With all this talk about taking responsibility for one’s feelings, it puzzles me why you would let yourself be bothered by what others considered offensive. If a woman gets angry at you because you’ve pinged her perv meter, what’s it to you? By your logic, this reaction should just roll off your back like gravy.
The latest in the “How low can we go” series of reality shows seems apropos here, as the debate over whether clothing is too revealing or not becomes moot:
NSFWDating Naked
Notice the first couple to be shown naked, where the guy is staring creepily and purposefully into her eyes, saying he’s not going to look down for 20 minutes.
It’s a vicious circle. I catch myself looking and make myself look away and then get caught looking and get angry glares and stare AWAY pointedly, only to have my eyes fall upon someone else close by.
If I close one eye, can I stare/gawk/look for twice the acceptable length of time?
(tho that might appear I’m winking at the subject, which could open up a different can of worms)
AMEN, for men as well. Tried buying men’s shorts that end above the knee lately? Geez, just wear trousers.
Quoted because apparently it was missed before.
“But the titties are there for me!”
I think there’s some vagueness to the original statements.
Let’s see if we can put some context to the words. “Observing” means you notice. “Glancing” is a momentary observation and then shifting eyes away. “Staring” means you keep looking for some undefined length of time but is generally fairly socially understood. “Gawking”, “ogling”, and “leering” bring the reaction of the observer into the equation, including facial gestures, or changing body position to get a better look, etc.
Cameras are deceptive because they capture that momentary glance and freeze it for all to see, draw it out into the stare of a lifetime.
I would say step back, the line of concern should be between a momentary glance and staring. Leering is right out.

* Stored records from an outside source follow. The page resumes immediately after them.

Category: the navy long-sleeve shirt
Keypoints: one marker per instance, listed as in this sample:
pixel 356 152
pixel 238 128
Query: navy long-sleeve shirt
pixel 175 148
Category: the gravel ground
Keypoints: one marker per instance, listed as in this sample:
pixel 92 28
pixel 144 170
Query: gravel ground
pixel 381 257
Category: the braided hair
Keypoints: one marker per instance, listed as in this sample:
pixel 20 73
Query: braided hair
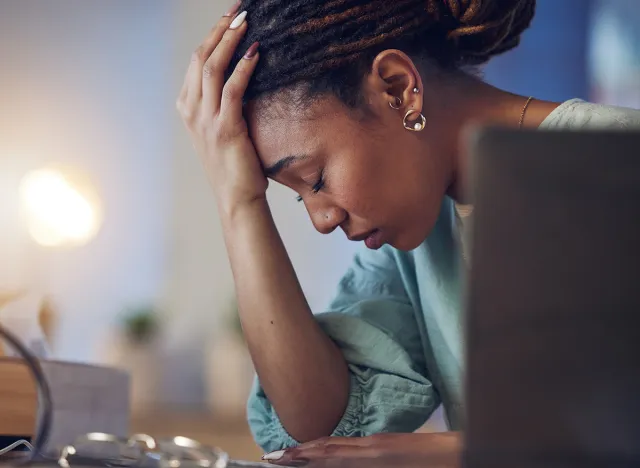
pixel 329 45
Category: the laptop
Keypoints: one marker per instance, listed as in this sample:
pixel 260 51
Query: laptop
pixel 553 300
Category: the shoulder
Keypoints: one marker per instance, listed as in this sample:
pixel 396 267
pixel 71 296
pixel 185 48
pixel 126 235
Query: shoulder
pixel 577 114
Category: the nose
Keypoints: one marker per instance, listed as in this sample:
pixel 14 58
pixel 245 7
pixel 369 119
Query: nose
pixel 326 218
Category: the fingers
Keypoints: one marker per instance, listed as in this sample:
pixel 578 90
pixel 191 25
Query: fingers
pixel 193 79
pixel 213 72
pixel 236 86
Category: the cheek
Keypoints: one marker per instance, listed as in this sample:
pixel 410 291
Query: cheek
pixel 356 183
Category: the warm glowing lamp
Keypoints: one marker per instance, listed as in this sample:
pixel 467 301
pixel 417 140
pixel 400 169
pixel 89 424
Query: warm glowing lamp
pixel 61 208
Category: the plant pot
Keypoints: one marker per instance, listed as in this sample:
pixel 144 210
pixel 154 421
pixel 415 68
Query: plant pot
pixel 142 362
pixel 228 376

Certainly if a woman has a self-consciousness about her body, her own sense of modesty involved, she should be aware of that and respond accordingly. But at the same time, her clothing choices shouldn’t be considered free rein for men to stare, or make comments, or shift around to get a better look, or move closer, or otherwise draw attention to that observation.
I think if someone takes offense at a momentary glance, I would still feel a bit bad about making them uncomfortable.
I scrolled down on each of those pages, and I didn’t notice a single woman with a cup size over size D, possibly even a C. As has been mentioned before in this thread, women with larger breasts can wear the same cut of an outfit and it will still be more revealing.
Even full coverage can still scream “boobs”. Case in point, I was watching “Heroes of Cosplay”, and one of the stars is Riki. She has fairly large breasts, and isn’t afraid to use them in her cosplay. But one outfit stuck out to me, and it wasn’t showing any cleavage. She was being interviewed for those observational/reflection segments on reality competition shows, and she was wearing a red outfit that fully covered her chest. But something about the outfit just screamed “my, that sure is a lot of material”. Unfortunately an image search isn’t uncovering that image, but here is one costumethat doesn’t show any cleavage and yet somehow still conveys big boobs.
Or check out this Rocketeer outfit. The coat comes up to her neck, but it still screams boobs.